Es necesario que los padres aprendamos el arte de la comunicación para escuchar lo que el hijo realmente siente y quiere decir y para garantizar lo que queremos decir. Nuestro hijo necesita que prestemos oídos y atención a sus conflictos cotidianos por mucho que a nosotros, en ocasiones, nos parezcan insignificantes.
Comunicarse en familia es como jugar a las cartas. Cada uno lleva su juego y una madurez para hacerle frente a la partida. Pero sus cartas están desordenadas y no saben cómo utilizarlas para jugar bien. Con la práctica y ayuda aprenderán las estrategias para jugar mejor.
Para escuchar a tu hijo y abrir puertas es necesario jugar bien la partida.
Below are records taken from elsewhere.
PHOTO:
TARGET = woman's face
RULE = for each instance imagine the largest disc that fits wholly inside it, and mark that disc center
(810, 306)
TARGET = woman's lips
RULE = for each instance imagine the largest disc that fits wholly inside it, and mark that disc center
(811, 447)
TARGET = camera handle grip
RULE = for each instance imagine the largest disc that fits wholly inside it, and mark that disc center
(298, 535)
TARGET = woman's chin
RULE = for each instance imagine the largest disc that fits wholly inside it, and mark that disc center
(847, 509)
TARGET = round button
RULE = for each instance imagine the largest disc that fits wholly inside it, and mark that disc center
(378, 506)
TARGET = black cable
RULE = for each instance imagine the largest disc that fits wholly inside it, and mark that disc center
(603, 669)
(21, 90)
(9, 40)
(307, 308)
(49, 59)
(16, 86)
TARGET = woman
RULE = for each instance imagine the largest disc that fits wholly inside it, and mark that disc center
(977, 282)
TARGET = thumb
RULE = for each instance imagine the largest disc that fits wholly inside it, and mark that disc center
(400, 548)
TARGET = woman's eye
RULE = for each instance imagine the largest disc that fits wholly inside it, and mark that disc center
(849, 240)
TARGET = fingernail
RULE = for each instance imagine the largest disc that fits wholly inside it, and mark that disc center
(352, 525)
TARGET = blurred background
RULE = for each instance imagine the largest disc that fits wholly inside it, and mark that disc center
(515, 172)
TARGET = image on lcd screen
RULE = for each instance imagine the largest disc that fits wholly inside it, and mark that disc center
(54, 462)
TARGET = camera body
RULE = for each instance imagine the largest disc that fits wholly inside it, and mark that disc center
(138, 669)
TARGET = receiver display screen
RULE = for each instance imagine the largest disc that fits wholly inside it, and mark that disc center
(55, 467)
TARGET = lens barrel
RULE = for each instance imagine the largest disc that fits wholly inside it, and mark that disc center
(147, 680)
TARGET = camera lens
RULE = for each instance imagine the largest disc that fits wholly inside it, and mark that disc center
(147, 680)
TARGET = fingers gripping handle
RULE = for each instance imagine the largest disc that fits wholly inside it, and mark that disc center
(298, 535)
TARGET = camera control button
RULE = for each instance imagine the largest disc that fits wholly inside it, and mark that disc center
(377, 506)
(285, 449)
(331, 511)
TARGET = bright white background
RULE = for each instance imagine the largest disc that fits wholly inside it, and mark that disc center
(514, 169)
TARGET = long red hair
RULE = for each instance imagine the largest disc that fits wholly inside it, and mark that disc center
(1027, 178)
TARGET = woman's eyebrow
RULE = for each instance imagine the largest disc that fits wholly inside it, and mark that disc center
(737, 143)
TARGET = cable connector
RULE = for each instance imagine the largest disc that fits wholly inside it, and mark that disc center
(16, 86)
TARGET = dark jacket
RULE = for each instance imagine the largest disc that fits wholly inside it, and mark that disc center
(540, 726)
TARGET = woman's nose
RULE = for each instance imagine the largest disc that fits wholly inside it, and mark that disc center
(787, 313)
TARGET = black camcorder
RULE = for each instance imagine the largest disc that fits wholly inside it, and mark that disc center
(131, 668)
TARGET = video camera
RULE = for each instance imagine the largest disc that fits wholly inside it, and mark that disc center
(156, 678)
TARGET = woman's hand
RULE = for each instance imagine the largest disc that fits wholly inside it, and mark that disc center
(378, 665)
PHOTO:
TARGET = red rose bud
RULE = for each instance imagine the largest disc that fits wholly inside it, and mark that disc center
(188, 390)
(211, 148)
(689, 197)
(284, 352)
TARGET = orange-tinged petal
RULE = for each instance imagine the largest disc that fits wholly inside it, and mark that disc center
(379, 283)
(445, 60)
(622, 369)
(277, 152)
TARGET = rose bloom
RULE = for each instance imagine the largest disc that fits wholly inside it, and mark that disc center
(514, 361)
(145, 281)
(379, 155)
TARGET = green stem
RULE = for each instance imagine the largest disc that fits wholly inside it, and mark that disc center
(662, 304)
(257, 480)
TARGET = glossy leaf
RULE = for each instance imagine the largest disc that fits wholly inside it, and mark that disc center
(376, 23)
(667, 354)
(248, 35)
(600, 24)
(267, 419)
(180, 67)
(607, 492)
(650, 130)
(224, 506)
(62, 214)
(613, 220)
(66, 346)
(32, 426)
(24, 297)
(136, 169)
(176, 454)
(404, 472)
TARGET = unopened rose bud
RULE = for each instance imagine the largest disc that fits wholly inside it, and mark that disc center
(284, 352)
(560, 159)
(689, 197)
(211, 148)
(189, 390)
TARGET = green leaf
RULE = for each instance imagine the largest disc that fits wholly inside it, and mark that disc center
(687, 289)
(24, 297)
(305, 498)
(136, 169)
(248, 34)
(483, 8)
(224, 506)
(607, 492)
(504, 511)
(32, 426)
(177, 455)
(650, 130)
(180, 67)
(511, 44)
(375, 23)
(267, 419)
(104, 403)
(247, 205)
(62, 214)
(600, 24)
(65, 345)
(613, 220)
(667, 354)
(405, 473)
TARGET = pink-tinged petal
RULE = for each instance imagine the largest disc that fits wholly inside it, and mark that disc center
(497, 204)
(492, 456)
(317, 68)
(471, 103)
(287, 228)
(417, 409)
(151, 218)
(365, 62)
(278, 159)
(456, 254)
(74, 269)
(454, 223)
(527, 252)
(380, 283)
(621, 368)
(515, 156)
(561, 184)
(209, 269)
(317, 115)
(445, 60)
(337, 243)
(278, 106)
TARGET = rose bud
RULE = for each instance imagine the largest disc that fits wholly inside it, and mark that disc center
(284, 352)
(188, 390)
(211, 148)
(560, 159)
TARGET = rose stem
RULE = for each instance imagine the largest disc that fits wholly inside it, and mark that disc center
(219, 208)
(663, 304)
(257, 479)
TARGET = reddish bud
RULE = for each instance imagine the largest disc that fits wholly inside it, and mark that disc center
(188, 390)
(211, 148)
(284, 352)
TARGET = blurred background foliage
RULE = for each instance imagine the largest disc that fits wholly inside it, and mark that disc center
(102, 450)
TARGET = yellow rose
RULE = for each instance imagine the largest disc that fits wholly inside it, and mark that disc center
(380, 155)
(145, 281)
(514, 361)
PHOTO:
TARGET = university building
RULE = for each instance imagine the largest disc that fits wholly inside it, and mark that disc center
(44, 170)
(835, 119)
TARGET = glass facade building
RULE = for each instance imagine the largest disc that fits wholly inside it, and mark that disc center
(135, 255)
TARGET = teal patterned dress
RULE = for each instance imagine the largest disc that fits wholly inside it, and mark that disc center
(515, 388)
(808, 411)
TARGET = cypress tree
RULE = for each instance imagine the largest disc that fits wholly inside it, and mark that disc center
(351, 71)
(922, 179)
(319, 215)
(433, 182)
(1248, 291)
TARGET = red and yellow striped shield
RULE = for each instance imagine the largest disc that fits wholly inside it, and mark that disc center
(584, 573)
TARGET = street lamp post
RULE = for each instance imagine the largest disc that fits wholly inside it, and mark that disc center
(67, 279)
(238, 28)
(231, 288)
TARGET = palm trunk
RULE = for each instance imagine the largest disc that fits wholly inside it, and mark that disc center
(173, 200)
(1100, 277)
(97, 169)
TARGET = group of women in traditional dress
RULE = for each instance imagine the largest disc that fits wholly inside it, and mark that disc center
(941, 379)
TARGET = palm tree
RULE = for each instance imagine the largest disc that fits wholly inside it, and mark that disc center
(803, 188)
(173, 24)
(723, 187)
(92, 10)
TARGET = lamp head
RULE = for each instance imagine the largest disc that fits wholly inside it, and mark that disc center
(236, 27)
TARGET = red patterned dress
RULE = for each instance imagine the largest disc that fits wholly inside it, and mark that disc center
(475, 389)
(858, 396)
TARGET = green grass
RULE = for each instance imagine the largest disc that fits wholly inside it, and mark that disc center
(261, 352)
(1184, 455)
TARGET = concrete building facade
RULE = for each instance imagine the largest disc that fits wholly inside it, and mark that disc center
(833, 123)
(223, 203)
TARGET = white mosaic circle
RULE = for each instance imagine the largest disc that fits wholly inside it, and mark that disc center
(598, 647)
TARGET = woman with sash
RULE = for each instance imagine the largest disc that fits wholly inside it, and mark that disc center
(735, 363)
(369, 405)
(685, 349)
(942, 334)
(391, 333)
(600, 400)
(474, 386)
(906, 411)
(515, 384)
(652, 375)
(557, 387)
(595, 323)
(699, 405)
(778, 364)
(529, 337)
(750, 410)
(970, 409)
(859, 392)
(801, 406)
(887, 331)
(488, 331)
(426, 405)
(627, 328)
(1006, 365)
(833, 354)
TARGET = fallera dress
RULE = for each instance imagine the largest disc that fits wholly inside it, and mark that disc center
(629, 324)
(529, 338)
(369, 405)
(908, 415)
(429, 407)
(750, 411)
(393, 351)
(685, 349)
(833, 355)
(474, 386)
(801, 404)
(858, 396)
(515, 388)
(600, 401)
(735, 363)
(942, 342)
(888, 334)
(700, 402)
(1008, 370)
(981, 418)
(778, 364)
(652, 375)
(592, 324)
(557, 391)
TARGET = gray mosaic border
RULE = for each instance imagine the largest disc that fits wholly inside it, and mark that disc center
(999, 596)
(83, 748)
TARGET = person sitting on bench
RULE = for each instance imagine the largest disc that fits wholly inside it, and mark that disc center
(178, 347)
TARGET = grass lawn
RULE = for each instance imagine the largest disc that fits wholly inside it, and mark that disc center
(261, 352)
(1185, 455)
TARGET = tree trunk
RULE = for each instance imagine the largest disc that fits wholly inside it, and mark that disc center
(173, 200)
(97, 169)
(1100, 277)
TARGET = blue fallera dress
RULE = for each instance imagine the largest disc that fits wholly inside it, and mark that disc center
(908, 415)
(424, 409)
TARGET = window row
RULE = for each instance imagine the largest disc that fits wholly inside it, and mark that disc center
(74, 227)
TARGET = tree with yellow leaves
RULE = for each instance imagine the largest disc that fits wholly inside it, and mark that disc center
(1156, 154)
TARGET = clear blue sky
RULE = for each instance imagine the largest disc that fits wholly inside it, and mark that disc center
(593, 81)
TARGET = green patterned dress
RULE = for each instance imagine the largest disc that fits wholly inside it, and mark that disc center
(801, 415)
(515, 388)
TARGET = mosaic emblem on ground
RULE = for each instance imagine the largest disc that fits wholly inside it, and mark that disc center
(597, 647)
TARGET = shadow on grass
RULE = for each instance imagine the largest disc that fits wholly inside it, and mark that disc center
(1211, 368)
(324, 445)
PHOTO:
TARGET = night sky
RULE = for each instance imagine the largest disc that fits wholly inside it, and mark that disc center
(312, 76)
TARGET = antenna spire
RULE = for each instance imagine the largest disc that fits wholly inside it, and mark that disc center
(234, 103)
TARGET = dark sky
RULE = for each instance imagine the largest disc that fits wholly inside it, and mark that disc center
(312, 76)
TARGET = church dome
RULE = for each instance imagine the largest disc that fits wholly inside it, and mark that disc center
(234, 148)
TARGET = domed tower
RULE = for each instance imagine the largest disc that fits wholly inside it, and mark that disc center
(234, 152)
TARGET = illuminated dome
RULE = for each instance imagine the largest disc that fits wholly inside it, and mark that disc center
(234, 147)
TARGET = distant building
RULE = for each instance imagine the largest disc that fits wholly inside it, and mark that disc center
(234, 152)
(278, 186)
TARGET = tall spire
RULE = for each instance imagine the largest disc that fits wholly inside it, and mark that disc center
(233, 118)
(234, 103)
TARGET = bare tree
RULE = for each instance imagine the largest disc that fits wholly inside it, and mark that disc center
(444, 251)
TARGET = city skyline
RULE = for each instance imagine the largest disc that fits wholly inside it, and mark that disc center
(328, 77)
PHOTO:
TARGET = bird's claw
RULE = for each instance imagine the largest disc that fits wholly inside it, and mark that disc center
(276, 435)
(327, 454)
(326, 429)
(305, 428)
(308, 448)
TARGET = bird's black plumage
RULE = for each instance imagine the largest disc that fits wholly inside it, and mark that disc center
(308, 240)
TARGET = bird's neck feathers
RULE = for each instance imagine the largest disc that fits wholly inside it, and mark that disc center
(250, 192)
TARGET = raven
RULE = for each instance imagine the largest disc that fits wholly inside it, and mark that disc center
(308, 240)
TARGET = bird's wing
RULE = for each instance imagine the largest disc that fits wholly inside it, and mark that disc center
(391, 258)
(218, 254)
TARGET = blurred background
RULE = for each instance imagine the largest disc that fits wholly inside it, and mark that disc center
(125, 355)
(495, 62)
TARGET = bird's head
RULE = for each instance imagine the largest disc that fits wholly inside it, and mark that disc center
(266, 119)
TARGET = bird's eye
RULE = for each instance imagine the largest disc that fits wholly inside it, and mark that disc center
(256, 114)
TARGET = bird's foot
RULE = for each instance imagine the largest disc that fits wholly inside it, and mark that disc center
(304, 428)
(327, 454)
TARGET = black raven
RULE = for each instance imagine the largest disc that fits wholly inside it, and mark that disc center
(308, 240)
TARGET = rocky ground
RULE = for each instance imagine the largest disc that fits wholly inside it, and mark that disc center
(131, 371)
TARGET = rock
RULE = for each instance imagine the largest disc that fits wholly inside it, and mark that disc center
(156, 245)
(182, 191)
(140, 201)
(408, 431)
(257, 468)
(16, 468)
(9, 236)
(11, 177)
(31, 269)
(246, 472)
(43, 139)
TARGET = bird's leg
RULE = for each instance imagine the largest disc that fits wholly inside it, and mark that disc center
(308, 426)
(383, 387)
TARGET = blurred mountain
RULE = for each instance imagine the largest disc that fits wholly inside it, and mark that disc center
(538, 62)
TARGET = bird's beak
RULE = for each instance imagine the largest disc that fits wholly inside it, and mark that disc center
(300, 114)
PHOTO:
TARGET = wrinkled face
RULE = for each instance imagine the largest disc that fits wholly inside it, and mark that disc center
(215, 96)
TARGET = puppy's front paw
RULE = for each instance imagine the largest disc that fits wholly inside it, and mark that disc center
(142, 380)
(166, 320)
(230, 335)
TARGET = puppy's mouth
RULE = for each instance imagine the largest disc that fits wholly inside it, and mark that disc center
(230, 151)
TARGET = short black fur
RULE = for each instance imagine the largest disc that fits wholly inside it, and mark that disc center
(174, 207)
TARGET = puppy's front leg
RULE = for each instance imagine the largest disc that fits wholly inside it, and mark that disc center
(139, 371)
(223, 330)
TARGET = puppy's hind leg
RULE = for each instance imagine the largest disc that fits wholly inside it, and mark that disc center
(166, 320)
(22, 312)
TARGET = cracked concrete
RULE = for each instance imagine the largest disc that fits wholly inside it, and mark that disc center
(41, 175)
Y abrir puertas es abrir oídos y cerrar boca, con lo que nos cuesta a los padres estar callados. Abrir puertas es estar disponible físicamente y no ocupados con otras cosas porque les oímos. Abrir puertas es usar un tono de voz y gestos amables que inspiran seguir hablando, como “te entiendo” o “cuéntame más” en vez de gestos de impaciencia o desaprobación como “termina que ahora te vas a enterar” “o yo ya sé lo que te pasa”. Por lo que si queremos las puertas de la comunicación abiertas… cuando quiera hablar no le interrumpas; no emitas juicios hasta que termine; no estés pensando tu respuesta en lugar de ponerte en su lugar, incluso aunque te preocupe.
Ayudar al hijo no siempre ayuda, sobre todo, si no sabes cuál es el problema. Abre puertas y pasará!